Modeling the Contribution of Domestic Savings to Economic Growth: Empirical Evidence from Somalia
Executive Summary
Introduction
Countries have had a wide range of economic growth
patterns during the last two centuries. Some countries have maintained a
consistent increase in per capita income while others have continued to suffer
from poverty during the same time period. This significant disparity in
economic performance is not coincidental; substantial engines of growth were
put in motion in certain countries that were absent in others. Economic growth
is an important variable for countries to achieve high and sustainable economic
development by encouraging their people to save in order to accumulate huge
sums of funds for investments.
Somalia has undergone considerable volatility and
civil violence over the last three decades, affecting both the population and
the economy. Despite the fact that Somalis are naturally entrepreneurial and
have setup successful businesses inside and outside the country, inadequate savings;
due to lack of tax revenue collection system and poor institutions, have left
the Somali economy exposed to shocks with income uncertainty and unexpected
increase in prices.
Purpose,
Methodology and Data
The purpose of this study is to investigate the role
of saving in economic growth in Somalia during the period of 1989 -2019. Using annual
time-series data spanning from 1989 to 2019, the study’s
methodology is based on the econometrics analytical approach to estimate the
parameters’ value and the trends of the economic relations between the study
variables by using OLS estimation technique with linear regression model.
Empirical
Findings and Policy Implications
The results found in this study reveal that saving
is one of the key determinants of economic growth in Somalia and it is shown that
saving positively and significantly contributes to the gross domestic product
of a country.

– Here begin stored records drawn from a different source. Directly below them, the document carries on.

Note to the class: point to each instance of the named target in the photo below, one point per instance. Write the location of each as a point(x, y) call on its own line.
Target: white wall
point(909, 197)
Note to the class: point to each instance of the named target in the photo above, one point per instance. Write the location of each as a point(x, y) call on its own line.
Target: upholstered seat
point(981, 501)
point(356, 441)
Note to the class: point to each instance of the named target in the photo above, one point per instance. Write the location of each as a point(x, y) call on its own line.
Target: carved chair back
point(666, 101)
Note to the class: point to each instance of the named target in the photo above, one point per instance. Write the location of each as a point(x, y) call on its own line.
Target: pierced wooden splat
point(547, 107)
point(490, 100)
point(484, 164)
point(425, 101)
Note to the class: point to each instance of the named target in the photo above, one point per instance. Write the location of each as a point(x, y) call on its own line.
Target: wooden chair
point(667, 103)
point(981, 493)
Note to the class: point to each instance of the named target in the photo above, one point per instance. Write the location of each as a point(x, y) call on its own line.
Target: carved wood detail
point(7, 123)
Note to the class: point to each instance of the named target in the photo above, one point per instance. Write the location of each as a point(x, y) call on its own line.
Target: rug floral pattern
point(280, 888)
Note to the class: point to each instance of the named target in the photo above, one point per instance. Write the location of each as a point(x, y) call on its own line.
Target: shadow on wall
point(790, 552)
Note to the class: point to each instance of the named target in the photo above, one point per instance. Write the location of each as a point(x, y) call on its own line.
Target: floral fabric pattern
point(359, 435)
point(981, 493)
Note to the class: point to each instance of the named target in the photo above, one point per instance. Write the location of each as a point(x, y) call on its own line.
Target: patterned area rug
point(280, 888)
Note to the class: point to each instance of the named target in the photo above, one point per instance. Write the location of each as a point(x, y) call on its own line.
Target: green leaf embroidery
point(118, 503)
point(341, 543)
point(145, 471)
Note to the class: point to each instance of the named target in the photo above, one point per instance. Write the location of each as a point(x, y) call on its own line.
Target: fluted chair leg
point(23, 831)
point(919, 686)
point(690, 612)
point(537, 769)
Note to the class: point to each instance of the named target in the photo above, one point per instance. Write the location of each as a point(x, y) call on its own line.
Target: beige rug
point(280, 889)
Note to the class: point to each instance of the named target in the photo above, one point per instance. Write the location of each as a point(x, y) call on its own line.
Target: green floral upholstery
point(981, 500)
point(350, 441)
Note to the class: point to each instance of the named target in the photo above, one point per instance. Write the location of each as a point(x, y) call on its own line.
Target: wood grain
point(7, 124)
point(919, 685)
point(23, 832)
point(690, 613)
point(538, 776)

Interpretively, the study reveals that 1% increase in saving leads the economic growth in Somalia to
increase by 3.94% which is laterally substantial in effect.
The study concludes that government and policy
makers in Somalia should ensure adequate macroeconomic policies in order to
encourage private saving as it is the only feasible mean for providing
investment funds to stimulate the future economic growth in the country.
Following the empirical findings of this study, these recommendations
are made for the purpose of effective policy formulations in the area of Domestic
Savings and Economic Growth in Somalia.
i. The Somali government should set a
sound and favorable environment that allows mobilizing domestic savings from
the small depositors that will help to increase the level of economic growth in
Somalia.
ii. The government should also
transform the financial sector of the country and it is required to ensure its
transparency and publicity in order to build a trust of the depositors in the
sector.
iii. The central bank of Somalia is
required to make sure the proper functioning of other banks by overseeing their
activities and creating laws that guide the regulation of the financial sector
in order to enhance its stability which is significant and key to the promotion
of economic growth in Somalia.
iv.
The private banks are also required
to initiate profitable investment projects that may encourage households to
deposit their funds in order to benefit such productive investments.